TEOFIL WOJEŃSKI

Warsaw, June 1946. Deputy Prosecutor Zofia Rudziewicz interviewed the person specified below as a witness. Having been advised of the criminal liability for making false declarations, the witness testified as follows:


Name and surname Teofil Wojeński
Date of birth 26 January 1890
Names of parents Stanisław and Maria
Place of residence Warsaw, Kruczkowskiego Street 3
Place of birth Radomsko
Religious affiliation Roman Catholic
Occupation supervisor for the Warsaw Educational Region
Education doctor of philosophy at the University of Warsaw
Criminal record none

During the occupation, I was the head of the clandestine schooling organization in the Warsaw region; I know the relations in education at that time from firsthand experience. Schools were supervised by the education department in the district, in rural and municipal counties there were German school superintendents. In Warsaw, the school superintendent was Fuhr, a Volksdeutsch.

The Germans wanted to limit Poles’ education and turn them into qualified workers in the service of Germany. Public schooling was limited both organizationally and with respect to the curriculum, in the following manner: 1. Almost all school buildings were seized by German authorities and for their needs. When the premises were taken over, the school equipment, for example: teaching aids, books from libraries, and so forth, was either destroyed or stolen and removed. Since there were no suitable premises, and the self-government powers were limited, the obligation to complete compulsory education could not be performed, as a result whereof a large number of children did not attend school at all.

2. The curriculum was limited to a considerable extent. Based on the regulations imposed by school superintendents acting directly or indirectly upon the district’s orders, the study of the Polish language was limited to learning how to read and write. History and geography were entirely removed from the curriculum. Study of other subjects and physical education were limited to a minimum.

3. School superintendents ordered schools to surrender all previously used handbooks. It was prohibited to use them. A periodical published by Germans titled “Ster” [“Rudder”] was supposed to be the only teaching aid. It was intended to be the source of children’s knowledge for the scope of all materials permitted to be taught, which obviously weakened the level of education. In its content, “Ster” was tailored to suit German needs, the children were supposed to forget their Polish identity, for example it was emphasized that they were living in the General Government [Generalne Gubernatorstwo]. This periodical was supposed to give the children the feeling that this was a long-term and permanent condition.

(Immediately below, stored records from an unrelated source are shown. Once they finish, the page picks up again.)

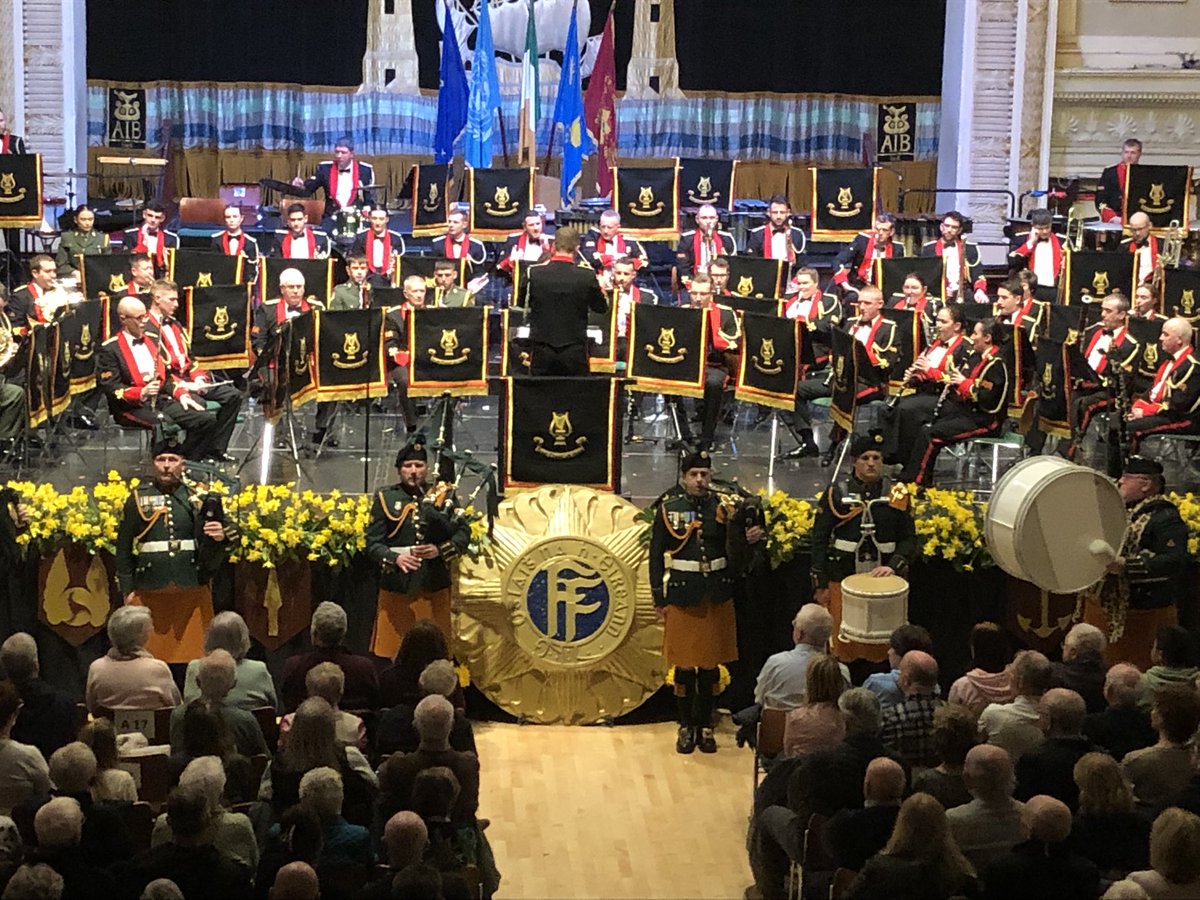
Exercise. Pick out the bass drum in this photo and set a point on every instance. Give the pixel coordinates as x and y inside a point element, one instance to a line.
<point>1055,525</point>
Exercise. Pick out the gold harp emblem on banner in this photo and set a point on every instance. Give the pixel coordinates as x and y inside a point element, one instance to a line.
<point>646,207</point>
<point>666,351</point>
<point>846,207</point>
<point>221,328</point>
<point>448,345</point>
<point>767,363</point>
<point>561,431</point>
<point>352,355</point>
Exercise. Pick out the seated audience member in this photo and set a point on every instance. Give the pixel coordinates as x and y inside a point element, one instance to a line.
<point>127,677</point>
<point>1174,857</point>
<point>396,732</point>
<point>255,687</point>
<point>216,676</point>
<point>819,723</point>
<point>328,634</point>
<point>909,725</point>
<point>1107,829</point>
<point>1083,665</point>
<point>47,718</point>
<point>1014,726</point>
<point>921,858</point>
<point>1047,864</point>
<point>59,829</point>
<point>1123,725</point>
<point>189,858</point>
<point>991,825</point>
<point>855,835</point>
<point>231,833</point>
<point>955,731</point>
<point>1049,768</point>
<point>342,844</point>
<point>886,685</point>
<point>989,681</point>
<point>312,743</point>
<point>327,681</point>
<point>1159,773</point>
<point>24,775</point>
<point>1174,657</point>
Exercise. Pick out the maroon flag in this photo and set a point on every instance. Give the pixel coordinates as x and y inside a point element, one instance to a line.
<point>600,109</point>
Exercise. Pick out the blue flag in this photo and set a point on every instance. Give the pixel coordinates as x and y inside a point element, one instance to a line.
<point>569,113</point>
<point>485,96</point>
<point>451,95</point>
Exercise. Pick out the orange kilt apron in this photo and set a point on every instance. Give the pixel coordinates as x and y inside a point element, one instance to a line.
<point>396,613</point>
<point>180,617</point>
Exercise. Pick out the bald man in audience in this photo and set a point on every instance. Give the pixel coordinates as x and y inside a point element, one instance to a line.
<point>993,823</point>
<point>909,725</point>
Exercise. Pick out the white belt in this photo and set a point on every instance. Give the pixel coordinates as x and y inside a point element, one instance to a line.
<point>166,546</point>
<point>851,546</point>
<point>691,565</point>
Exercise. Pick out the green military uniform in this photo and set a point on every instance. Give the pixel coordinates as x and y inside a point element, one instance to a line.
<point>76,243</point>
<point>401,520</point>
<point>166,561</point>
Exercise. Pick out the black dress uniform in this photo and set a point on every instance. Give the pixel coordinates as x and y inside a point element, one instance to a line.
<point>400,520</point>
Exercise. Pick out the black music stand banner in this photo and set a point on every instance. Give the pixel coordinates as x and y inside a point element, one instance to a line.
<point>771,357</point>
<point>1095,274</point>
<point>843,202</point>
<point>431,199</point>
<point>666,349</point>
<point>348,346</point>
<point>103,275</point>
<point>448,352</point>
<point>712,181</point>
<point>21,191</point>
<point>498,198</point>
<point>219,323</point>
<point>648,202</point>
<point>1162,192</point>
<point>756,276</point>
<point>561,431</point>
<point>318,277</point>
<point>203,268</point>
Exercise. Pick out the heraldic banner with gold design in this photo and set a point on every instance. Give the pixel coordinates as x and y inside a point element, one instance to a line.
<point>561,431</point>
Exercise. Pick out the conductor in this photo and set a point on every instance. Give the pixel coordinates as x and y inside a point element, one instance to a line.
<point>561,294</point>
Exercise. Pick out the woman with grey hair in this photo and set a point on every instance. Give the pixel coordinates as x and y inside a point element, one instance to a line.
<point>255,688</point>
<point>127,677</point>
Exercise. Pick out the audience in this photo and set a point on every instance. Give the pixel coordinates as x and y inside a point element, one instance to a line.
<point>127,677</point>
<point>886,685</point>
<point>255,687</point>
<point>955,731</point>
<point>328,634</point>
<point>1083,665</point>
<point>909,725</point>
<point>1015,726</point>
<point>1045,865</point>
<point>989,681</point>
<point>991,825</point>
<point>817,723</point>
<point>1123,726</point>
<point>47,718</point>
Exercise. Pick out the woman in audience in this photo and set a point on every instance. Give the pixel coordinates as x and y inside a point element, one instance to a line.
<point>312,743</point>
<point>112,784</point>
<point>127,677</point>
<point>989,682</point>
<point>819,723</point>
<point>955,731</point>
<point>1174,857</point>
<point>1107,829</point>
<point>255,688</point>
<point>921,861</point>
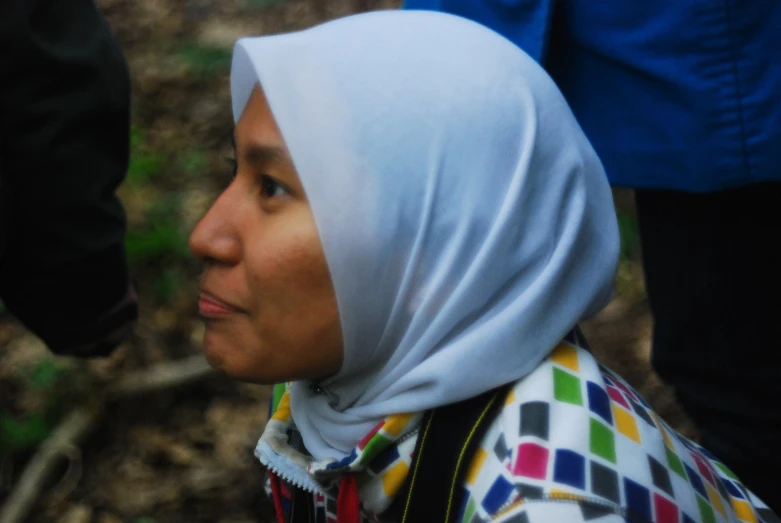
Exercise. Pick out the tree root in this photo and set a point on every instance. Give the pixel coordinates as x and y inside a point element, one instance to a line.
<point>81,420</point>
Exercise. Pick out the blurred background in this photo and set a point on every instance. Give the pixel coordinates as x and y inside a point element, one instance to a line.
<point>184,454</point>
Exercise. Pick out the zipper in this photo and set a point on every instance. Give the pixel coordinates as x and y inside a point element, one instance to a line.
<point>283,467</point>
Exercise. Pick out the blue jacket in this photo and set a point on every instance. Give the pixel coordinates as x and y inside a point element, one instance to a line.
<point>673,94</point>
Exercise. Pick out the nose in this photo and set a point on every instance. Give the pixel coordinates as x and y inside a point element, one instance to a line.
<point>215,237</point>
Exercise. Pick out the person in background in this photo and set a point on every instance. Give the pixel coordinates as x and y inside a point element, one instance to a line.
<point>415,227</point>
<point>64,146</point>
<point>682,102</point>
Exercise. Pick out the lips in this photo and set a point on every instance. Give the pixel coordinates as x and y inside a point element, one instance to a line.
<point>210,306</point>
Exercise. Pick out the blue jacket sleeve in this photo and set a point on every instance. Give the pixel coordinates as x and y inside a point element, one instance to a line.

General secondary education was abolished altogether. In November 1939, the district authorities issued an order to close all secondary schools under the pretense of a typhus epidemic, and from then on the German authorities would not allow them to reopen, despite the efforts of schoolmasters. Only secondary vocational schools – technical, trade, sewing, and mechanics schools – were allowed to exist. The level of education in these schools was purposefully reduced by Germans as compared to the pre-war level. All general-knowledge subjects were removed; it was prohibited to teach not only geography and history, but even Polish. This was aimed at training qualified workers and craftsmen and at preventing Polish civic education. The educational system introduced by the Germans also made it impossible for Poles to pursue a scientific carrier.

Since it was impossible to get an education officially, the teachers’ organization developed a system of clandestine classes. The Germans wanted to eradicate this. The Ministry of Education is in possession of materials from which it clearly transpires that the Warsaw Gestapo tried to track down clandestine courses and had developed an entire plan for this purpose. Many teachers were arrested and sent to camps for teaching clandestine courses.

Schoolchildren were forced to perform work for the benefit of Germany: pupils of elementary schools were forced to pick herbs, collect waste, and so on. Pupils of vocational schools had to devote a part of their working time for the needs of the army in German factories.

Teachers were forced to participate in the collection of quotas. This was ordered by the Kreishauptmänner, in order to disgrace teachers in the public eye.

Pupils received identification cards that were supposed to protect them against round-ups. In practice, however, these cards were not always honored and it often happened that pupils were taken for forced labor and deported to the Reich.

In connection with the persecution of Polish education, it needs to be emphasized that the Germans arrested hundreds of Polish teachers, a considerable number of whom died on the spot or in camps.